Die Sowjetpropaganda machte aus erfolgreichen ukrainischen Bauern, den „Kulaken“, ideologische Sündenböcke und Feinde des Bolschewismus. 1920/21 kam es zur ersten Hungersnot. Moskau nutzte sie – wie ein Jahrzehnt später – um die Kirche zu schwächen. Kirchenbesitz wurde beschlagnahmt, Kirchen geplündert, Priester verhaftet. Um die nationale Identität der Ukraine zu zerstören und jeden Widerstand gegen den Bolschewismus zu brechen, zerschlug Stalin den freien Bauernstand und die im Volk verwurzelte Kirche.

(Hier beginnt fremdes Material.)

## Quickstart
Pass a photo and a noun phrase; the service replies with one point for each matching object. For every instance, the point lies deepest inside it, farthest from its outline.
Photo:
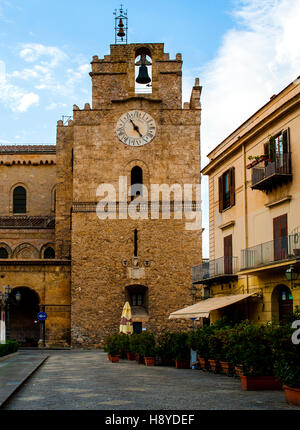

Applebaum schildert: „Überall in der Ukraine befahlen dieselben Brigaden, die die Kollektivierung organisierten, den Bauern auch, Kirchenglocken herunterzuholen und zu zerstören, sie einzuschmelzen, Kirchenbesitz zu verbrennen und Ikonen zu zerstören. Priester wurden verspottet und heilige Orte geschändet.“ Begleitet von einer Welle antireligiöser Propaganda wurden Priester und Kulaken deportiert, die kirchlichen Feiertage durch jene der Partei ersetzt, Kirchen zu Lagerhallen und Garagen profaniert. Stalin wusste: Ohne Religion waren die Menschen dem Sowjetstaat, seiner Propaganda wie seiner Gewalt, schutzlos ausgeliefert. Nicht nur die wirtschaftliche, auch die moralische Ordnung wurde vorsätzlich zerstört.
Die Zwangskollektivierungen degradierten Bauern zu Leibeigenen, die auf unproduktiven Kolchosen schufteten, ohne damit ihr Überleben sichern zu können. Widerstand wurde mit Verhaftungen, Deportationen und Gewalt gebrochen. Als die dritte, die größte Hungersnot 1932 begann, erließ der Staat Anweisungen, den Getreideexport ins Ausland aufrechtzuerhalten. Während verhungernde Bauern für den Diebstahl winzigster Mengen von Lebensmitteln mit dem Tod bestraft wurden, exportierte der Sowjetstaat mehr als fünf Millionen Tonnen Getreide, zudem Speck, Butter, Gemüse, Fisch und Fleisch, um Devisen in die Kasse zu spülen.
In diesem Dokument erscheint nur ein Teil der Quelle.